当然、店長などの管理者の育成には、こうしたスタイリストの教育とは別の視点が必要です。管理者に一番大切なのは<人柄>というのが僕の持論。ほかのスタッフが「店長のためにも頑張ろう」と思うことが大切です。具体的には、人に厳しくもできる人がいいですね。ただ、厳しい分、その何倍も愛がある人でなくてはいけません。厳しくしたあとにも、「この人は絶対助けてくれる」という優しさがあれば、人はついてきやすいのではないでしょうか。

 

こうした方針の中で、うれしいことに自分より優秀なスタッフをたくさん育てられたことは、誇りに思っています。

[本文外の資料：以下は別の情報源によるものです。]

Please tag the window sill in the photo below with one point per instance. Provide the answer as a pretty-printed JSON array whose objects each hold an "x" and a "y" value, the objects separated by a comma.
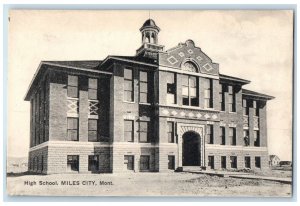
[
  {"x": 232, "y": 112},
  {"x": 144, "y": 103}
]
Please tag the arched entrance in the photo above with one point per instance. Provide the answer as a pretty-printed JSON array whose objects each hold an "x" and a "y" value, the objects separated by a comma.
[{"x": 191, "y": 149}]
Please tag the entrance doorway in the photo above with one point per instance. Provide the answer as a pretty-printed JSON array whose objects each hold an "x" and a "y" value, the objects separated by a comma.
[{"x": 191, "y": 149}]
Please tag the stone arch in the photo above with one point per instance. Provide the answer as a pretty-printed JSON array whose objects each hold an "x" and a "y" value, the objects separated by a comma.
[{"x": 192, "y": 62}]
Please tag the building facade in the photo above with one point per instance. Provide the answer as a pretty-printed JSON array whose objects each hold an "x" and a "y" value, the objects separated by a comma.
[{"x": 156, "y": 111}]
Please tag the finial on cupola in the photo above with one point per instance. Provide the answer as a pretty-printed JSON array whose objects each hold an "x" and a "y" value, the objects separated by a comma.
[{"x": 149, "y": 32}]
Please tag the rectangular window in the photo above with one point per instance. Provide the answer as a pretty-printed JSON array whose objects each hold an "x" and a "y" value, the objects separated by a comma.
[
  {"x": 246, "y": 137},
  {"x": 211, "y": 162},
  {"x": 221, "y": 97},
  {"x": 257, "y": 162},
  {"x": 72, "y": 163},
  {"x": 72, "y": 88},
  {"x": 207, "y": 93},
  {"x": 256, "y": 138},
  {"x": 247, "y": 162},
  {"x": 92, "y": 130},
  {"x": 93, "y": 163},
  {"x": 223, "y": 162},
  {"x": 171, "y": 132},
  {"x": 232, "y": 135},
  {"x": 144, "y": 162},
  {"x": 233, "y": 162},
  {"x": 171, "y": 162},
  {"x": 222, "y": 135},
  {"x": 210, "y": 134},
  {"x": 93, "y": 89},
  {"x": 72, "y": 129},
  {"x": 256, "y": 108},
  {"x": 144, "y": 87},
  {"x": 144, "y": 131},
  {"x": 128, "y": 85},
  {"x": 190, "y": 95},
  {"x": 129, "y": 162},
  {"x": 245, "y": 107},
  {"x": 171, "y": 88},
  {"x": 231, "y": 99},
  {"x": 185, "y": 89},
  {"x": 128, "y": 130},
  {"x": 42, "y": 163}
]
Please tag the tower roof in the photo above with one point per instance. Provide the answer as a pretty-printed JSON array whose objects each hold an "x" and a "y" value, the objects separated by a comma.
[{"x": 150, "y": 23}]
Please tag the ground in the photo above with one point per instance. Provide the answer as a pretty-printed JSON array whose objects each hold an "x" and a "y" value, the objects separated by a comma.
[{"x": 145, "y": 184}]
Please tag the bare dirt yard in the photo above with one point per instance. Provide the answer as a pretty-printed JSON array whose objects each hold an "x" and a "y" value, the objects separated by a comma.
[{"x": 143, "y": 184}]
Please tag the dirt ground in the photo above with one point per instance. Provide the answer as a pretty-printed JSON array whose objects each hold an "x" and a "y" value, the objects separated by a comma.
[{"x": 144, "y": 184}]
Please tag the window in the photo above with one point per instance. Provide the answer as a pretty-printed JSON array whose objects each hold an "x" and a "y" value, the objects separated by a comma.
[
  {"x": 93, "y": 88},
  {"x": 171, "y": 88},
  {"x": 257, "y": 162},
  {"x": 231, "y": 99},
  {"x": 145, "y": 162},
  {"x": 207, "y": 93},
  {"x": 128, "y": 85},
  {"x": 72, "y": 89},
  {"x": 93, "y": 163},
  {"x": 233, "y": 161},
  {"x": 128, "y": 130},
  {"x": 72, "y": 129},
  {"x": 171, "y": 162},
  {"x": 92, "y": 127},
  {"x": 42, "y": 163},
  {"x": 232, "y": 135},
  {"x": 245, "y": 107},
  {"x": 246, "y": 137},
  {"x": 189, "y": 91},
  {"x": 210, "y": 135},
  {"x": 144, "y": 87},
  {"x": 72, "y": 163},
  {"x": 223, "y": 162},
  {"x": 129, "y": 162},
  {"x": 256, "y": 108},
  {"x": 211, "y": 163},
  {"x": 144, "y": 131},
  {"x": 221, "y": 97},
  {"x": 247, "y": 162},
  {"x": 171, "y": 132},
  {"x": 222, "y": 135},
  {"x": 256, "y": 138}
]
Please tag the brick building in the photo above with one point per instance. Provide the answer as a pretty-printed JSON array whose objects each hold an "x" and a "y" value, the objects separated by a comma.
[{"x": 155, "y": 111}]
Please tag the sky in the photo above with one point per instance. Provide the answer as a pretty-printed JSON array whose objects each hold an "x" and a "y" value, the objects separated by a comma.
[{"x": 254, "y": 45}]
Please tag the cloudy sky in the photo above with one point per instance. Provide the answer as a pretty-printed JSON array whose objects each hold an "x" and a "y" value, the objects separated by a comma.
[{"x": 255, "y": 45}]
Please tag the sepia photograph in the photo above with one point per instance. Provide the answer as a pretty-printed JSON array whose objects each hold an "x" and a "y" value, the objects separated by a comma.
[{"x": 150, "y": 103}]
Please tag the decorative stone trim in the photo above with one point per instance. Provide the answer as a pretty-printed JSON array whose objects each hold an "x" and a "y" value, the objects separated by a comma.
[{"x": 181, "y": 130}]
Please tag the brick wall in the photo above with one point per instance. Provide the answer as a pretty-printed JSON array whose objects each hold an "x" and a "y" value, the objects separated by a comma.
[
  {"x": 57, "y": 156},
  {"x": 38, "y": 160}
]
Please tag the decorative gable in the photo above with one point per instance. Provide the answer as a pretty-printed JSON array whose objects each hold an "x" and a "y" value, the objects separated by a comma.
[{"x": 189, "y": 58}]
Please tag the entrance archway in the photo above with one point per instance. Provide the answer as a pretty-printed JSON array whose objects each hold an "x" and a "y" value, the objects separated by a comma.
[{"x": 191, "y": 149}]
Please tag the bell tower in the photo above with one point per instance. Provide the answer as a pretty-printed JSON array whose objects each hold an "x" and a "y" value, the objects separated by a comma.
[
  {"x": 150, "y": 46},
  {"x": 149, "y": 32}
]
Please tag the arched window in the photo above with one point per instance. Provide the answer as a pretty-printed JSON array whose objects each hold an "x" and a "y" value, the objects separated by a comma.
[{"x": 189, "y": 66}]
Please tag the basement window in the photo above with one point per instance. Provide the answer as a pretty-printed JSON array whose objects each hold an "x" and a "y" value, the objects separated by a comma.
[
  {"x": 233, "y": 162},
  {"x": 257, "y": 162},
  {"x": 72, "y": 163}
]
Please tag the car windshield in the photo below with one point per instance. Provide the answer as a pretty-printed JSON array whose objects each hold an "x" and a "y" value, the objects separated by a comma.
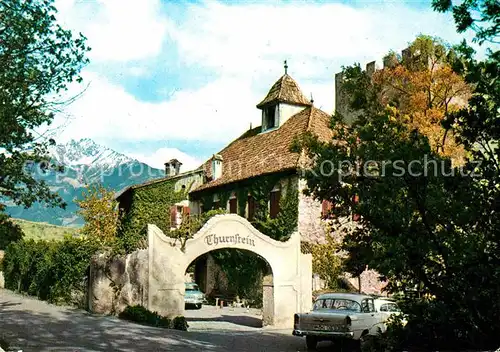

現在全店で売上一位のプレイヤー兼フランチャイズオーナーもそのうちの一人なんですよ! 本当に、スタッフには美容師としても人としても自分なんかよりすごい人がたくさんいるので、僕は何もやることがないくらいです(笑)

 

「自分がやった方が早い」「自分がやらないと売上が上がらない」と一人ですべて背負い込んでしまっているオーナーさんも多いかと思います。でも、自分にできないことは絶対にあると思ってみると、かえって気持ちが楽になりませんか? それを受け入れられると、人の可能性を信じて任せることが少しずつできるようになるかもしれません。自分もスタッフも成長できて、店の売上を伸ばすことができたら、これ以上いいことはありませんよね。

 

プロフィール
little ikebukuro/プロデューサー
中川マサト(なかがわまさと)

札幌の美容専門学校を卒業後、都内のサロンに就職。anemoneに入社後は経営者としての頭角を現し、6年で7店舗のオーナーに。現在は札幌と東京を行き来しながら後進の教育に力を入れている。